- Location: Kampong Thom Province, Cambodia
- Nearest city: Kampong Thom City
- Coordinates: 12°38′06″N 104°31′15″E﻿ / ﻿12.634978°N 104.520950°E
- Area: 6,335 ha (24.46 sq mi)
- Established: 2001

Ramsar Wetland
- Official name: Stung Sen
- Designated: 2 November 2018
- Reference no.: 2365

= Stung Sen Wildlife Sanctuary =

Protected area in Cambodia

Stung Sen is a protected multiple use management area and wildlife sanctuary in the Kampong Thom Province of Cambodia. It is located near the south-eastern tip of the Tonlé Sap, one of three wildlife sanctuaries around the lake, including Boeng Tonlé Chhmar and Prek Toal.

==Vegetation==
The dominant vegetation of the Stung Sen is open deciduous dipterocarp forest, permanent and seasonal wetlands and grasslands. The forests in the region are flooded in the rainy season.

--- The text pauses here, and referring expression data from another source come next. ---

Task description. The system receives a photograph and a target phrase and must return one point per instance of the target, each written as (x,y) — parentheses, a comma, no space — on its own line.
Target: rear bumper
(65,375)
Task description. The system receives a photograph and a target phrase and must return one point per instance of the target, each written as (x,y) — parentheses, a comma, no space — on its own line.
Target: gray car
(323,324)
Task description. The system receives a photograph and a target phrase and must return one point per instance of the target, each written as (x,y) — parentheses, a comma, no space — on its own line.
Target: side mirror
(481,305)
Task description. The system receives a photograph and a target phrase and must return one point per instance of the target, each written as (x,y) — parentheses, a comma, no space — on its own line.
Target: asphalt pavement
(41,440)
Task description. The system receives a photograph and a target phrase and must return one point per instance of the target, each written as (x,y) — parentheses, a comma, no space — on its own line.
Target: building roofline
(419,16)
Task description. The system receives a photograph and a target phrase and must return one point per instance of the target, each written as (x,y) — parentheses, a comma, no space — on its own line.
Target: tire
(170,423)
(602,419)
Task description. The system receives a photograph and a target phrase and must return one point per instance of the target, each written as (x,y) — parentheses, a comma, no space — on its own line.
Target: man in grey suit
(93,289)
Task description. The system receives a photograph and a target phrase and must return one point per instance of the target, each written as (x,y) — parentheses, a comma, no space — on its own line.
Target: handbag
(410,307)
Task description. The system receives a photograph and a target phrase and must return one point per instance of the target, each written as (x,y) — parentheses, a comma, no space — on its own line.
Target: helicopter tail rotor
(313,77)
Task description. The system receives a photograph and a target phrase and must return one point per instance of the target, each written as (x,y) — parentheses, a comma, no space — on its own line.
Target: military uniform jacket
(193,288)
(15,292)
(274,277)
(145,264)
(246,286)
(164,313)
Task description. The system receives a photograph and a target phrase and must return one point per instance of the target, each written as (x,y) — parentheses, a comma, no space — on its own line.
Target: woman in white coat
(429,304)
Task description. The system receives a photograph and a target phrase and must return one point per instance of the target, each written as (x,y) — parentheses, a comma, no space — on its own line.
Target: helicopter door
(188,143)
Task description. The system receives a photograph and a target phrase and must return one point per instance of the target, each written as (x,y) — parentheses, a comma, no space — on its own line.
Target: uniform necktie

In the dry season, water recedes, leaving water only in a few permanent watercourses like the Stung Sen river and its larger tributaries and in small pools. These water bodies support semi-evergreen forest and thick bamboo forests.

==Birds==
Stung Sen provides habitats for a number of threatened species. The sarus crane (Grus antigone) and lesser adjutant (Leptoptilos javanicus) breed here. Other globally threatened and near-threatened species like the giant ibis (Thaumatibis gigantea), white-shouldered ibis (Pseudibis davisoni), greater adjutant (Leptoptilos dubius), black-necked stork (Ephippiorhynchus asiaticus) and grey-headed fish eagle (Ichthyophaga ichthyaetus) have been recorded here. The sanctuary has been designated as a protected Ramsar site since 2018.